AutoML in the Age of Pretrained Models

With the ever-growing sizes of models, the size and type of data used for training and the increasing need for large compute resources require a realignment of perspectives for AutoML. Given the impressive performance of large pretrained models, lack of easy access to compute and data for training them, and infeasible costs for hyperparameter tuning for training these pretrained models and fine-tuning them for downstream tasks, requires a realignment of perspective on AutoML.

This presents 2 broad directions of interfacing AutoML and large model training.

AutoML for Pretrained models

Under this view, we look at leveraging existing or developing new methods for efficient HPO:

  • ZAP-HPO: Meta-learns over a meta dataset of pretrained models with their fine-tuning hyperparameters for zero-shot hyperparameter prediction on an unseen test task.
  • PriorBand: Allows expert prior interface to HyperBand for efficient, robust multi-fidelity HPO under short compute budgets.

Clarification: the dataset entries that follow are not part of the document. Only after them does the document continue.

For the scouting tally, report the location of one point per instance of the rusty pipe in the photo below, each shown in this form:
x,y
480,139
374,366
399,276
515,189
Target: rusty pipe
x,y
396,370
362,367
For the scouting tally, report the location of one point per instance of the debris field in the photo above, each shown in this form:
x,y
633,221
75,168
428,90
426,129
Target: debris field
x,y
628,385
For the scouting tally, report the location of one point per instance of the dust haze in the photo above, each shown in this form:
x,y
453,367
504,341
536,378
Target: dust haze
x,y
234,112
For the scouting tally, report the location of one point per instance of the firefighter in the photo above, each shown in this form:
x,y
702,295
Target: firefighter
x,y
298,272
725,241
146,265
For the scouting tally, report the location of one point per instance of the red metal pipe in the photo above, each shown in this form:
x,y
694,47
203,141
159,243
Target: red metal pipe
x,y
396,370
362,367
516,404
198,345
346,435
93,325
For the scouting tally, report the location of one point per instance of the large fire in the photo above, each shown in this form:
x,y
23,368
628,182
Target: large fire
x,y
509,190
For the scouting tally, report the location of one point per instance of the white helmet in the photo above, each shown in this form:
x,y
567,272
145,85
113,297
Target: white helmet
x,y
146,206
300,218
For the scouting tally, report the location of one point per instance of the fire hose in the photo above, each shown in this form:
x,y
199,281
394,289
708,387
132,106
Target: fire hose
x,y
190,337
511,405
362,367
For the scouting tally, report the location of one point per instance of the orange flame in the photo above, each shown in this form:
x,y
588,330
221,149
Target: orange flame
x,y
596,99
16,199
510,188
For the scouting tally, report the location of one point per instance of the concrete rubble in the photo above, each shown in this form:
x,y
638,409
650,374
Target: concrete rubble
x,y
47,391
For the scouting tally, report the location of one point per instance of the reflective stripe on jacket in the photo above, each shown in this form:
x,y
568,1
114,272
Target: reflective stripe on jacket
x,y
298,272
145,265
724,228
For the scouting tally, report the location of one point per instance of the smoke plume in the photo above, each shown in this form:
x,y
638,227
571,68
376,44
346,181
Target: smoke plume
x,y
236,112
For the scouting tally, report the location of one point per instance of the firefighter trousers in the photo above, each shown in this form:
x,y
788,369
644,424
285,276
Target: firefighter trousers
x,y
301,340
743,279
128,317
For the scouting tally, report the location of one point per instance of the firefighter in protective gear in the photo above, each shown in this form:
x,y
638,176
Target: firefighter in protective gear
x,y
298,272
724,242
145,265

Pretrained models for AutoML

We also look at leveraging the strong performance of pretrained models for various downstream applications in AutoML:

  • LC-PFN: Uses a transformer pretrained on synthetic data for a Bayesian Learning Curve Exptrapolation applied for early stopping in multi-fidelity HPO.
  • CAAFE: We use automated prompting with GPT-4 for feature engineering on tabular datasets. We tell GPT-4 about a tabular dataset and ask it what operations it would perform on the dataset before feeding it to a standard ML algorithm. We build a loop out of this, feeding back the change in cross-validation performance of the last operation performed. CAAFE comes up with very interesting approaches to improve performance, e.g. it splits string attributes into multiple categorical features with lower cardinality or bins ages into relevant subgroups.